ISMUTL.LIT now supports an option to create compressed indexes. There are three types of compression which can be used individually or in combination:

  Leading duplicate characters. Here, a single byte is used to represent the number of leading characters that have been duplicated from the prior key. This is beneficial when the average number of leading duplicate characters is greater than one.

  Trailing blanks. A single byte is added to the key to represent the number of blanks on the end. This is beneficial when the average number of trailing blanks is greater than one.

  Duplicate keys. This only makes sense when duplicate keys are allowed. A two byte duplicate key flag is used to replace duplicate keys.

Combining all three gives you "maximum" compression.

Compressed keys do add some processing overhead, but since file access is usually disk bound rather than CPU bound, the decrease in the size of the index generally more than makes up for any increase in CPU activity. They only make sense, though, with string keys, longer than about six bytes.

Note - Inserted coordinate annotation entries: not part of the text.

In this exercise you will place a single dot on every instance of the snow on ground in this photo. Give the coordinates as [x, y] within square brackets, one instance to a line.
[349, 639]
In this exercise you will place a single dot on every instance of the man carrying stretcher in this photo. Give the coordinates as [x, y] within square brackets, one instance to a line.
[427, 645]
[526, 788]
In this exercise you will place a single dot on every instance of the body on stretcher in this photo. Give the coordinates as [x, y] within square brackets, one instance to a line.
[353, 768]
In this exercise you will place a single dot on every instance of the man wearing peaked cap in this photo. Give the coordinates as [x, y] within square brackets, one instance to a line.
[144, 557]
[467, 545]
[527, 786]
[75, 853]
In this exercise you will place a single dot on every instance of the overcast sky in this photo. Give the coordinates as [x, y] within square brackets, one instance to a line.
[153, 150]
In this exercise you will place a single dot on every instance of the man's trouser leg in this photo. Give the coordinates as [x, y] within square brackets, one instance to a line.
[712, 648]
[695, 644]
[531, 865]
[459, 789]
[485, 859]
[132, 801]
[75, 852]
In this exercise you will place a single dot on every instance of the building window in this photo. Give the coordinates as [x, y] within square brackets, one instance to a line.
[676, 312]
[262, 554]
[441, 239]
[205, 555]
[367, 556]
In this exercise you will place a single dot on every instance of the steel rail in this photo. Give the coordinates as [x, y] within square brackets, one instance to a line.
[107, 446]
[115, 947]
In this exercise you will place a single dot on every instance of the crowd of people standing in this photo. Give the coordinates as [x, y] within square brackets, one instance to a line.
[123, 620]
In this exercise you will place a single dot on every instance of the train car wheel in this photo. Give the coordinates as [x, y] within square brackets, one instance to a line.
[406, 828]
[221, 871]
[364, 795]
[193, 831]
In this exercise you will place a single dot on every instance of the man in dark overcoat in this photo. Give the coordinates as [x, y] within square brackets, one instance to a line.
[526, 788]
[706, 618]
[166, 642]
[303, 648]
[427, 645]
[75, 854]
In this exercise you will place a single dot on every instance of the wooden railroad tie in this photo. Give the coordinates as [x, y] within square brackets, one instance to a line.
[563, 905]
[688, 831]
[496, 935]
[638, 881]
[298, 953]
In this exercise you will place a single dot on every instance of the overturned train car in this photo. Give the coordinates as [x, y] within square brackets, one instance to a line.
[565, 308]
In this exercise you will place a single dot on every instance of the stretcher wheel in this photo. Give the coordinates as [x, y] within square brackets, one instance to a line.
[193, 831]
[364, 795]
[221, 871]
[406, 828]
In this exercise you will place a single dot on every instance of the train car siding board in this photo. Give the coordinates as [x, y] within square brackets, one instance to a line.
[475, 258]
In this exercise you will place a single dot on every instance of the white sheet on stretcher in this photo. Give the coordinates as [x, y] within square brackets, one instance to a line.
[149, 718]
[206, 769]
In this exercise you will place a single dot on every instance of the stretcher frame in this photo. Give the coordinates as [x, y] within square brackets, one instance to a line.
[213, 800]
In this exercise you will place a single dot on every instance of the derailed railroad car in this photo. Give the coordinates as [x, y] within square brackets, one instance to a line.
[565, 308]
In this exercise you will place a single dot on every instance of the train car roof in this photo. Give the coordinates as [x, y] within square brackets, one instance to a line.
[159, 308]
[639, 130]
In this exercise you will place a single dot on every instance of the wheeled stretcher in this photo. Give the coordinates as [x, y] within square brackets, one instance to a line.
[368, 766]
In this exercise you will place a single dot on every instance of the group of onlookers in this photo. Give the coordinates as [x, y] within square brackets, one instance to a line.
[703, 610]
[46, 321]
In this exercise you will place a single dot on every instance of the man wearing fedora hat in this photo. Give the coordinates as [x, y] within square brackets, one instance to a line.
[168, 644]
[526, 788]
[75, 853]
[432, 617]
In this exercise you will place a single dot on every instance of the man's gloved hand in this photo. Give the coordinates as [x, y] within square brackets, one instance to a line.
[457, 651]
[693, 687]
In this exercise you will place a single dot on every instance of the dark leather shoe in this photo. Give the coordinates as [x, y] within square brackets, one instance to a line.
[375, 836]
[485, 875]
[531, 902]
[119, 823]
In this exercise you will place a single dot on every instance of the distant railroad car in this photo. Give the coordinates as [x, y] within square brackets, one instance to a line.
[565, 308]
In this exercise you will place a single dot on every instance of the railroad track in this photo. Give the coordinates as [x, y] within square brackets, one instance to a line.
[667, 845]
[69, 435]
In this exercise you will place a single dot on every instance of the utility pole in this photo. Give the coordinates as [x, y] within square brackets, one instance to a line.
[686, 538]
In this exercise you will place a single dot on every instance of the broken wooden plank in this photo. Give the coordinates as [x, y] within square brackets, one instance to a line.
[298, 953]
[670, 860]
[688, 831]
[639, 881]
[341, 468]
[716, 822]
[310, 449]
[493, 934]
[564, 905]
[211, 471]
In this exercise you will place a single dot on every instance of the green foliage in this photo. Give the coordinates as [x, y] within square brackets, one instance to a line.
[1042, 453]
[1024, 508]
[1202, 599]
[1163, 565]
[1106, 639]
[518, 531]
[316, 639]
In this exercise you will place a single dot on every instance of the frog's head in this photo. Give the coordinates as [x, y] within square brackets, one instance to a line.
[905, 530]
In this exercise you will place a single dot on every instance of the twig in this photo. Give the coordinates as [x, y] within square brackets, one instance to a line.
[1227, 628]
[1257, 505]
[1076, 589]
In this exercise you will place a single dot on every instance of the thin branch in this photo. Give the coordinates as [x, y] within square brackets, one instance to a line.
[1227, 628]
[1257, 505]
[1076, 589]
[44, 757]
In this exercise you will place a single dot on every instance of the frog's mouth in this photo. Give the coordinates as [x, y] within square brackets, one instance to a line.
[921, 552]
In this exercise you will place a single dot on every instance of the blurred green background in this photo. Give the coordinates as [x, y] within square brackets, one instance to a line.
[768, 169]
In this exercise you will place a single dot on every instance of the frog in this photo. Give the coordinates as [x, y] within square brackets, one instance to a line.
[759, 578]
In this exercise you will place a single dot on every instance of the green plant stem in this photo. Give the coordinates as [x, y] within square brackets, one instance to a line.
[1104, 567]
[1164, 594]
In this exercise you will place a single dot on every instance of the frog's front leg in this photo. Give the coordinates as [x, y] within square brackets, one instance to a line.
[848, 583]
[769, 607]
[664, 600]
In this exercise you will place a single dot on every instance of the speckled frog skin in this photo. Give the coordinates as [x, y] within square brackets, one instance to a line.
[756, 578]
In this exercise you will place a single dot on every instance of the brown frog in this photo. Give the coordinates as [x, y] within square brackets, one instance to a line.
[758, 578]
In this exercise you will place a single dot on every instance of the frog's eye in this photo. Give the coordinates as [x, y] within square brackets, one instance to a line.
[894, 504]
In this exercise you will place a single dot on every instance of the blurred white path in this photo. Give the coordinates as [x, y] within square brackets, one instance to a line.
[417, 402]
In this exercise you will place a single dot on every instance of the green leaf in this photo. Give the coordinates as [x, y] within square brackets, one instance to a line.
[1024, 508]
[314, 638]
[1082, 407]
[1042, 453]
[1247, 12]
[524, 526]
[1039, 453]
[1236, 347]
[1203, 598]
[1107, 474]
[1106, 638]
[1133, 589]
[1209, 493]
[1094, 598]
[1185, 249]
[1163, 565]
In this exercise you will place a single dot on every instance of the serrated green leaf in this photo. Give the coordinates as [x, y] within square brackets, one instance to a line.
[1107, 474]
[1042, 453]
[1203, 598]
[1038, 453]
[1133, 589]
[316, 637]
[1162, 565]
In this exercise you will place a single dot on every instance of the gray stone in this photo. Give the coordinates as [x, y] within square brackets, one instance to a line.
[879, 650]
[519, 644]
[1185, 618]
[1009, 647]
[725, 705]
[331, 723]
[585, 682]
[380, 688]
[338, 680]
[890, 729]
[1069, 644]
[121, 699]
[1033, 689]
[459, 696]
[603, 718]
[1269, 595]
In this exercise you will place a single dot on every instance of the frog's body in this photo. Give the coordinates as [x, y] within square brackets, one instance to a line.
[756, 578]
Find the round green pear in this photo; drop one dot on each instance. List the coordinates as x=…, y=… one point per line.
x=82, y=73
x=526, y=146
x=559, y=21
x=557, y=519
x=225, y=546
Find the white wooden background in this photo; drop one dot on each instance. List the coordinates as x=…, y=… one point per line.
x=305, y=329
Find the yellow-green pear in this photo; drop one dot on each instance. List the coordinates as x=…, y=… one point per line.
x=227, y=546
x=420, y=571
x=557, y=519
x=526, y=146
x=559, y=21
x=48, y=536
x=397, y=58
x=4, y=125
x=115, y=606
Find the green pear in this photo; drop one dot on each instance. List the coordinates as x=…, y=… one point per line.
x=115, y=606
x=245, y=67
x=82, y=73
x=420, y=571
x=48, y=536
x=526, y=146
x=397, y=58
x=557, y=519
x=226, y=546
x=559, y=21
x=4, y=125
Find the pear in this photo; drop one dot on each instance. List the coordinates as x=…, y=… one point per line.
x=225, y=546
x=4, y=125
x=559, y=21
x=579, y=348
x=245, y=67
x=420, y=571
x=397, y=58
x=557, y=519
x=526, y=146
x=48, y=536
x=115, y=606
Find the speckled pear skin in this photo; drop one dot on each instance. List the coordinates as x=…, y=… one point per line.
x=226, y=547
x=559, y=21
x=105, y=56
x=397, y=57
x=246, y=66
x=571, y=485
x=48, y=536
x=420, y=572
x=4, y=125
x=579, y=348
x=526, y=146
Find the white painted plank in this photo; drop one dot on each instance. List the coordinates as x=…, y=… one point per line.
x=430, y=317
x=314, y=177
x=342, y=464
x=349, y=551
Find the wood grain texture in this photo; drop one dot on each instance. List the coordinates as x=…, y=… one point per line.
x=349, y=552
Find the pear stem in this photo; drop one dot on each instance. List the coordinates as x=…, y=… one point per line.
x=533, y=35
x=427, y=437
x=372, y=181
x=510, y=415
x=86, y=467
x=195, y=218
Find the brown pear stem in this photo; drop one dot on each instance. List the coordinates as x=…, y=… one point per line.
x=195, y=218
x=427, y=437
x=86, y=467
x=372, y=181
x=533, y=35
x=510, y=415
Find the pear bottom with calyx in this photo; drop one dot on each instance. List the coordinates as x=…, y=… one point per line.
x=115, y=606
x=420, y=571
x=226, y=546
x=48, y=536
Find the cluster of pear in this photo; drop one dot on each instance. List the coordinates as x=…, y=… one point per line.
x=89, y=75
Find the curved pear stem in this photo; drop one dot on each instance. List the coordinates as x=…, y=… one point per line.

To change the compression on a secondary index, you delete the key and then add it back, using the DELETE and ADD2ND options in ISMUTL. To change the compression on the primary index, you need to dump the file and then recreate and reload it.

Note that the compression option has been appended (somewhat cryptically) to the "Duplicates allowed?" question in ISMUTL. This way it does not change the sequence of prompts and will not break an existing command files the execute ISMUTL. The ISMUTL STAT function will display output a new line indicating if the index is compressed.